Detection and adaptive prioritization of semi-static data streams and traffic patterns in Network-on-Chips
Duration: 01.04.2014 bis 31.12.2016
Aim of this project is the design and implementation of a traffic adaptive network-on-chip for communication latency reduction in complex manycore systems. Temporally constant communication patterns between functional units should be detected online and the corresponding data streams should be transferred without any delay by bypassing the complete router pipeline. Such temporally constant patterns exist for the duration of an application in multifunctional systems as well as temporally in manycore processor systems with distributed caches. Prioritization of suitable data streams will be applied to individual semi-static data streams between two functional units, as well as to repeating patterns of semi-static data streams. Traffic pattern detection is done locally by each router and only accounts the local routing decisions for all data streams of one router input. This allows local aggregation of several individual data streams with different destination addresses and virtual channel identifiers.
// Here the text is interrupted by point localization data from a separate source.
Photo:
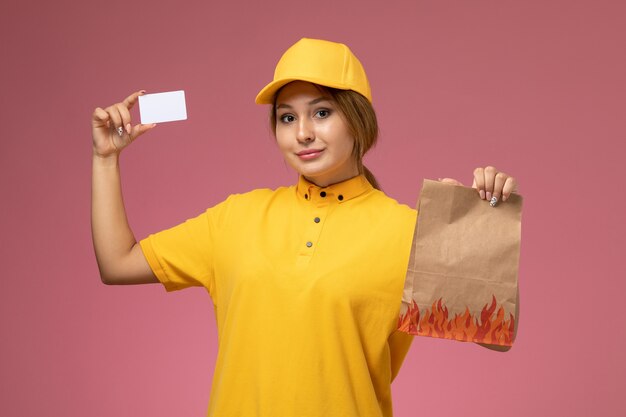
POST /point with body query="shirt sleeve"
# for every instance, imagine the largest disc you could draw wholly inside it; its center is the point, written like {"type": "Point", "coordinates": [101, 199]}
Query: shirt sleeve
{"type": "Point", "coordinates": [182, 256]}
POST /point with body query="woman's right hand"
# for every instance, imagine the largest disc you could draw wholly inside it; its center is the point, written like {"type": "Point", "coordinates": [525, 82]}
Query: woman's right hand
{"type": "Point", "coordinates": [112, 130]}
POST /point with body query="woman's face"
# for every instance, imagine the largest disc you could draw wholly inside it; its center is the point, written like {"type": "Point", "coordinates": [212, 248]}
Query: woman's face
{"type": "Point", "coordinates": [313, 136]}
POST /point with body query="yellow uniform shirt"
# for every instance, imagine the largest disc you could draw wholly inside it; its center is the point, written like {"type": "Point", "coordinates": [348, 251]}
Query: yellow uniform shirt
{"type": "Point", "coordinates": [306, 284]}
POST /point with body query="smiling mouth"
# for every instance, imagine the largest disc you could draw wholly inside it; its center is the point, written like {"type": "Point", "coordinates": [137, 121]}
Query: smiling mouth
{"type": "Point", "coordinates": [310, 153]}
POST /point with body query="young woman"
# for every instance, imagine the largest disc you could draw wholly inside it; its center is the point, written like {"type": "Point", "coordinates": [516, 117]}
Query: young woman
{"type": "Point", "coordinates": [306, 280]}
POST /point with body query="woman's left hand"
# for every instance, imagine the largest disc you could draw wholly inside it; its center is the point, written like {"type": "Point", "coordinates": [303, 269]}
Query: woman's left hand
{"type": "Point", "coordinates": [490, 184]}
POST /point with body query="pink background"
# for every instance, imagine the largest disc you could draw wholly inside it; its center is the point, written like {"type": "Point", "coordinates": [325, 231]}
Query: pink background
{"type": "Point", "coordinates": [535, 88]}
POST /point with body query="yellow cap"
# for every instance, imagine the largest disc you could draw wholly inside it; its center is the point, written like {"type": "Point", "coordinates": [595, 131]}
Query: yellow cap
{"type": "Point", "coordinates": [321, 62]}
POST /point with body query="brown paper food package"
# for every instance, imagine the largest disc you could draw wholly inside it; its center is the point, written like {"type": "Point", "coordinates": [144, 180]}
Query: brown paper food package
{"type": "Point", "coordinates": [461, 281]}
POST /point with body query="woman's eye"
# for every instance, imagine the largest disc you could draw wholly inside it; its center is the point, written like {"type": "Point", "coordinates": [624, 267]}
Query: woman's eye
{"type": "Point", "coordinates": [323, 113]}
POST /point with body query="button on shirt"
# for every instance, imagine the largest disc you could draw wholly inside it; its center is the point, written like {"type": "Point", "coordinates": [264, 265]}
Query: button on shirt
{"type": "Point", "coordinates": [306, 284]}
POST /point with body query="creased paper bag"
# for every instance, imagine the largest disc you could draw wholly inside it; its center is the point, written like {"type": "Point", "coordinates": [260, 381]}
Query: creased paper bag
{"type": "Point", "coordinates": [461, 281]}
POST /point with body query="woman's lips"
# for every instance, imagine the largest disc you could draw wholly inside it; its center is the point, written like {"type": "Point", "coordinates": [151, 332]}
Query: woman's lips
{"type": "Point", "coordinates": [310, 154]}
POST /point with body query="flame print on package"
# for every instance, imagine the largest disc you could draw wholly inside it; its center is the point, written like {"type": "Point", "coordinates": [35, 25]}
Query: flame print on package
{"type": "Point", "coordinates": [434, 322]}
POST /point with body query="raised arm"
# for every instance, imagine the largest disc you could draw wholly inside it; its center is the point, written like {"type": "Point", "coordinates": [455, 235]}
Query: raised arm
{"type": "Point", "coordinates": [120, 258]}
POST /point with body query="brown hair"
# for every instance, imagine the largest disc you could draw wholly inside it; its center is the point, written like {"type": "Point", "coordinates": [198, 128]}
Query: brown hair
{"type": "Point", "coordinates": [360, 118]}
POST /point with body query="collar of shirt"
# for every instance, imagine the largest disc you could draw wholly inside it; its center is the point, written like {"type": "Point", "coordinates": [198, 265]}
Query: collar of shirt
{"type": "Point", "coordinates": [340, 192]}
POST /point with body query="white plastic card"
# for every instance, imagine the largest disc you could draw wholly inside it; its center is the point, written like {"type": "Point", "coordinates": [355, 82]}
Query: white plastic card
{"type": "Point", "coordinates": [162, 107]}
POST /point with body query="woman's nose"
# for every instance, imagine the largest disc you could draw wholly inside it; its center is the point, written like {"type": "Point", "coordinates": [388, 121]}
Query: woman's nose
{"type": "Point", "coordinates": [305, 131]}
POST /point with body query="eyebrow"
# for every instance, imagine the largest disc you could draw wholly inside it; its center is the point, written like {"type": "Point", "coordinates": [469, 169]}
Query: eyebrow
{"type": "Point", "coordinates": [312, 102]}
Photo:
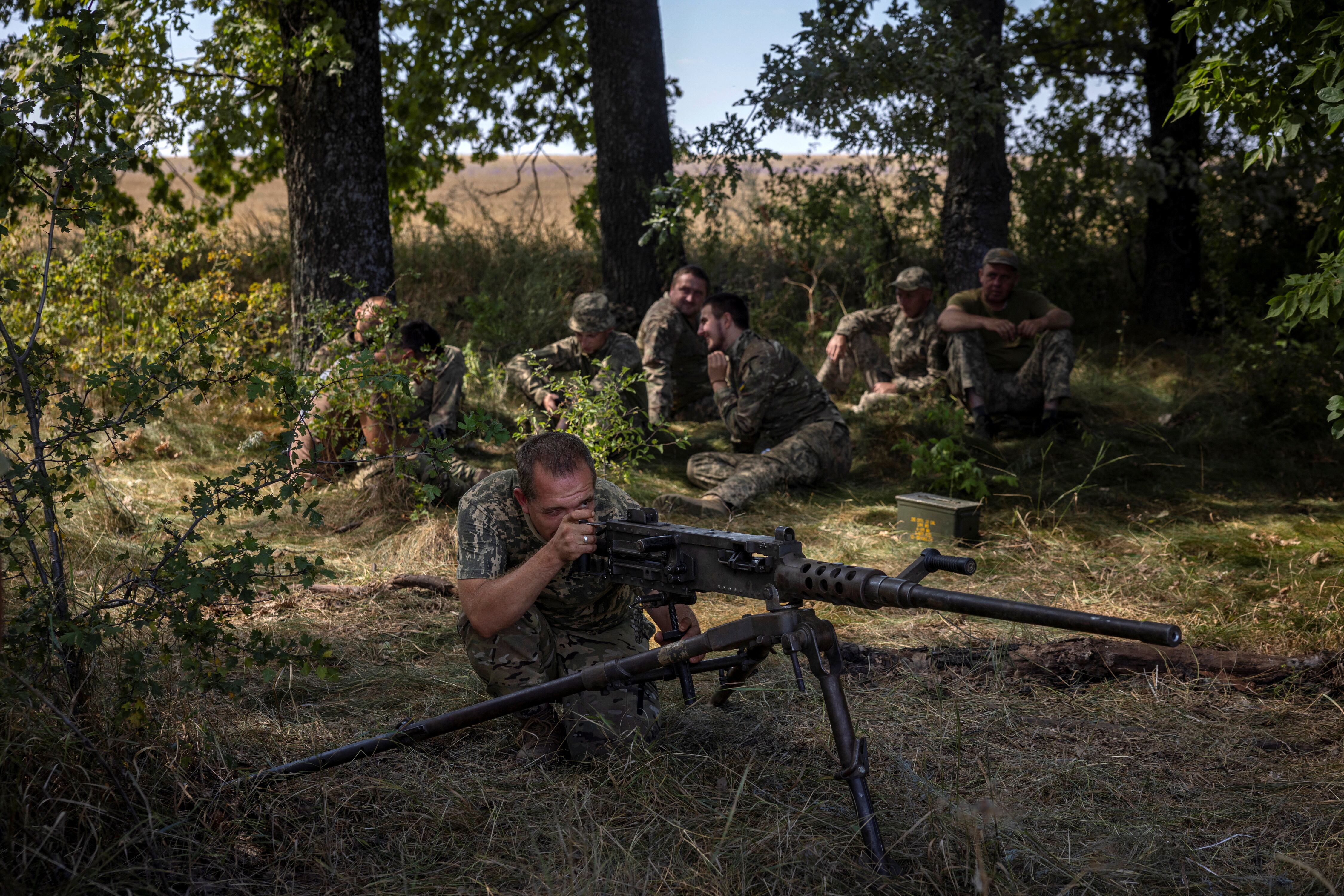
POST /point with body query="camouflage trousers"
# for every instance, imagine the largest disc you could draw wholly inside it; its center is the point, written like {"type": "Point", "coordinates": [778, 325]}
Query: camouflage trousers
{"type": "Point", "coordinates": [862, 355]}
{"type": "Point", "coordinates": [1042, 378]}
{"type": "Point", "coordinates": [533, 652]}
{"type": "Point", "coordinates": [814, 454]}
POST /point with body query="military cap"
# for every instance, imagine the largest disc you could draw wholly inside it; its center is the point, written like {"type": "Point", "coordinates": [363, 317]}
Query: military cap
{"type": "Point", "coordinates": [592, 313]}
{"type": "Point", "coordinates": [913, 279]}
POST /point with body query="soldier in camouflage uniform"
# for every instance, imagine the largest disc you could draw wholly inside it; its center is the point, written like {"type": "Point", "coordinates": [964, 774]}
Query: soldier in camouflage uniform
{"type": "Point", "coordinates": [596, 353]}
{"type": "Point", "coordinates": [674, 353]}
{"type": "Point", "coordinates": [529, 617]}
{"type": "Point", "coordinates": [784, 426]}
{"type": "Point", "coordinates": [918, 353]}
{"type": "Point", "coordinates": [1010, 350]}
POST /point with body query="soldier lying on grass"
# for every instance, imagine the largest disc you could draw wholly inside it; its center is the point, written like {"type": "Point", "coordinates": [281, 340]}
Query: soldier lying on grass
{"type": "Point", "coordinates": [1010, 350]}
{"type": "Point", "coordinates": [529, 617]}
{"type": "Point", "coordinates": [918, 353]}
{"type": "Point", "coordinates": [785, 428]}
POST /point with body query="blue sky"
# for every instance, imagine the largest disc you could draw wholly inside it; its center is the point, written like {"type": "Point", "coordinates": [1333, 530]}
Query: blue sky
{"type": "Point", "coordinates": [713, 47]}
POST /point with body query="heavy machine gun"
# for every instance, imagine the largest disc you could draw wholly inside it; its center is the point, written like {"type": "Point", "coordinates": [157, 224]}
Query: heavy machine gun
{"type": "Point", "coordinates": [670, 565]}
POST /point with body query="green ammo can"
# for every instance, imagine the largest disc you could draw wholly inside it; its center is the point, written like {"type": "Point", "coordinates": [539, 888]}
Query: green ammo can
{"type": "Point", "coordinates": [936, 518]}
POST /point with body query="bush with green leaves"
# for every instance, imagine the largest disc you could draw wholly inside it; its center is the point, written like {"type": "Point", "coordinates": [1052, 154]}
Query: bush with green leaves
{"type": "Point", "coordinates": [944, 462]}
{"type": "Point", "coordinates": [619, 440]}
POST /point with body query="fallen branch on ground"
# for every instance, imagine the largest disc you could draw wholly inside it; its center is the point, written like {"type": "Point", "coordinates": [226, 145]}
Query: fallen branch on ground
{"type": "Point", "coordinates": [1084, 660]}
{"type": "Point", "coordinates": [439, 585]}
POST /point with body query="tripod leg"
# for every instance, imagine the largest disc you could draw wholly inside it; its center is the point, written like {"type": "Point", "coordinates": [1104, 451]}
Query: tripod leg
{"type": "Point", "coordinates": [854, 761]}
{"type": "Point", "coordinates": [738, 676]}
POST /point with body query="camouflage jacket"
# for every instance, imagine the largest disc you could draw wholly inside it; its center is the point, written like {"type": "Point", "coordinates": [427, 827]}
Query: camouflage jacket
{"type": "Point", "coordinates": [565, 356]}
{"type": "Point", "coordinates": [495, 537]}
{"type": "Point", "coordinates": [918, 348]}
{"type": "Point", "coordinates": [674, 359]}
{"type": "Point", "coordinates": [771, 394]}
{"type": "Point", "coordinates": [440, 398]}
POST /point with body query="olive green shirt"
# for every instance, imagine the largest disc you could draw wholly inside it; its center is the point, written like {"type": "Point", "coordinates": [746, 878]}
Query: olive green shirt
{"type": "Point", "coordinates": [495, 537]}
{"type": "Point", "coordinates": [1023, 304]}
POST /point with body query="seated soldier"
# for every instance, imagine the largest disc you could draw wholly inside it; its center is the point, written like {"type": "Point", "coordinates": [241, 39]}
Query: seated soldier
{"type": "Point", "coordinates": [337, 436]}
{"type": "Point", "coordinates": [596, 353]}
{"type": "Point", "coordinates": [529, 617]}
{"type": "Point", "coordinates": [1010, 350]}
{"type": "Point", "coordinates": [917, 358]}
{"type": "Point", "coordinates": [674, 353]}
{"type": "Point", "coordinates": [781, 421]}
{"type": "Point", "coordinates": [437, 401]}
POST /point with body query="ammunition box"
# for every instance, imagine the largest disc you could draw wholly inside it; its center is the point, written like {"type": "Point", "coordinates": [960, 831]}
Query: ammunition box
{"type": "Point", "coordinates": [936, 518]}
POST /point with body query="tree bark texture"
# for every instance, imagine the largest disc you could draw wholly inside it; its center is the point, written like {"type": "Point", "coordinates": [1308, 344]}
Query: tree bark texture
{"type": "Point", "coordinates": [633, 146]}
{"type": "Point", "coordinates": [335, 170]}
{"type": "Point", "coordinates": [1175, 150]}
{"type": "Point", "coordinates": [976, 202]}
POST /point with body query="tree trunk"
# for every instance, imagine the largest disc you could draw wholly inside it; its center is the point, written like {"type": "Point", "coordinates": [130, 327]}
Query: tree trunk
{"type": "Point", "coordinates": [633, 147]}
{"type": "Point", "coordinates": [1173, 240]}
{"type": "Point", "coordinates": [976, 198]}
{"type": "Point", "coordinates": [335, 171]}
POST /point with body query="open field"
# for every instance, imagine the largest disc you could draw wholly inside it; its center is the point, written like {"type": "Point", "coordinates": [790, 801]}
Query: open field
{"type": "Point", "coordinates": [1128, 786]}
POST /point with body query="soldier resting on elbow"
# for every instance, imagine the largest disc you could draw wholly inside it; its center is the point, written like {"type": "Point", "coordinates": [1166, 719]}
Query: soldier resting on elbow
{"type": "Point", "coordinates": [1009, 350]}
{"type": "Point", "coordinates": [674, 353]}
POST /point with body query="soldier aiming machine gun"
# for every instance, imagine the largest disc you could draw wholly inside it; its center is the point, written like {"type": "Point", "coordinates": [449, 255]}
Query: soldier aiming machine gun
{"type": "Point", "coordinates": [674, 563]}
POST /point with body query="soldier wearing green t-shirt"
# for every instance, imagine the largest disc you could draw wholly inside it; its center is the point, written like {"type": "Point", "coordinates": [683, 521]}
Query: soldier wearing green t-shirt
{"type": "Point", "coordinates": [530, 617]}
{"type": "Point", "coordinates": [1009, 350]}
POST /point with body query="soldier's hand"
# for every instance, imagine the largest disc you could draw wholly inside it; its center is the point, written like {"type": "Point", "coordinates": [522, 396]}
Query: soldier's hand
{"type": "Point", "coordinates": [1031, 327]}
{"type": "Point", "coordinates": [1007, 331]}
{"type": "Point", "coordinates": [718, 367]}
{"type": "Point", "coordinates": [576, 537]}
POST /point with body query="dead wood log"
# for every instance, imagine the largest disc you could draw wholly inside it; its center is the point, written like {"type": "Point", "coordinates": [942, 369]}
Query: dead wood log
{"type": "Point", "coordinates": [1085, 660]}
{"type": "Point", "coordinates": [439, 585]}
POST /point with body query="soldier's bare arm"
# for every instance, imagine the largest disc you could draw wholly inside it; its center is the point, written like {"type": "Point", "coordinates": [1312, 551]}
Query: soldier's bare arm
{"type": "Point", "coordinates": [955, 320]}
{"type": "Point", "coordinates": [493, 605]}
{"type": "Point", "coordinates": [1054, 319]}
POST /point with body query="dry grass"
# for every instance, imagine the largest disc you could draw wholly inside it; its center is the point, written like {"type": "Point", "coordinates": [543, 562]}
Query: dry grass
{"type": "Point", "coordinates": [1124, 788]}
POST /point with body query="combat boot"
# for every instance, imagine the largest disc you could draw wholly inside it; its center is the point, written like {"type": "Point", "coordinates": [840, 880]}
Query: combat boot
{"type": "Point", "coordinates": [711, 505]}
{"type": "Point", "coordinates": [541, 738]}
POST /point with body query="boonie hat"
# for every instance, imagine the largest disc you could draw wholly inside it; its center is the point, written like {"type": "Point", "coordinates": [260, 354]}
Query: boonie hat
{"type": "Point", "coordinates": [913, 279]}
{"type": "Point", "coordinates": [592, 313]}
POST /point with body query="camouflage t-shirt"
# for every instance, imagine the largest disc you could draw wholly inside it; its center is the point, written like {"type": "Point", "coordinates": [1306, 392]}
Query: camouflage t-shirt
{"type": "Point", "coordinates": [771, 394]}
{"type": "Point", "coordinates": [495, 537]}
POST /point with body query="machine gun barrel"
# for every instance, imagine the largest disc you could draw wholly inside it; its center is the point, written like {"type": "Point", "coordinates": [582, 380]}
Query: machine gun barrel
{"type": "Point", "coordinates": [894, 593]}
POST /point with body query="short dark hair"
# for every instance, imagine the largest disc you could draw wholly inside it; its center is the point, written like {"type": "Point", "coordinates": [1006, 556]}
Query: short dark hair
{"type": "Point", "coordinates": [557, 453]}
{"type": "Point", "coordinates": [418, 336]}
{"type": "Point", "coordinates": [730, 304]}
{"type": "Point", "coordinates": [694, 271]}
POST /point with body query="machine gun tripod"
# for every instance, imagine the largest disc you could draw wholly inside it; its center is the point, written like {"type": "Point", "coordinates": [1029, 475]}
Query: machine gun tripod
{"type": "Point", "coordinates": [674, 563]}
If several consecutive routers prioritize the same aggregate, a direct point-to-point connection is set up. Depending on the actual traffic patterns this results in a combination of a packet-oriented and a circuit switched network-on-chip.The frequency of occurrence, duration and pattern of semi-static data streams do not only depend on the communication characteristics between functional blocks and their location, but also on the routing algorithm used. Therefore the effect of different deterministic and adaptive routing algorithms on these parameters needs to be evaluated. It is also intended to use adaptive routing algorithms to support the formation of aggregates of semi-static data streams. Adaptive and fault-tolerant routing algorithms will also be used to limit the effects of blocked networks links for non-prioritized data streams due to their exclusive use for semi-static data streams. Non-prioritized data streams need to be rerouted in such a way that prioritized connections can be sustained as long as possible. The network-on-chip architecture is dedicated for the use in ASIC designs as well as in partially reconfigurable FPGA designs. Performance, energy consumption and hardware requirements will be evaluated for both design alternatives. At the end of the project, the effectiveness of the network-on-chip architecture will be demonstrated by means of an FPGA-based test system.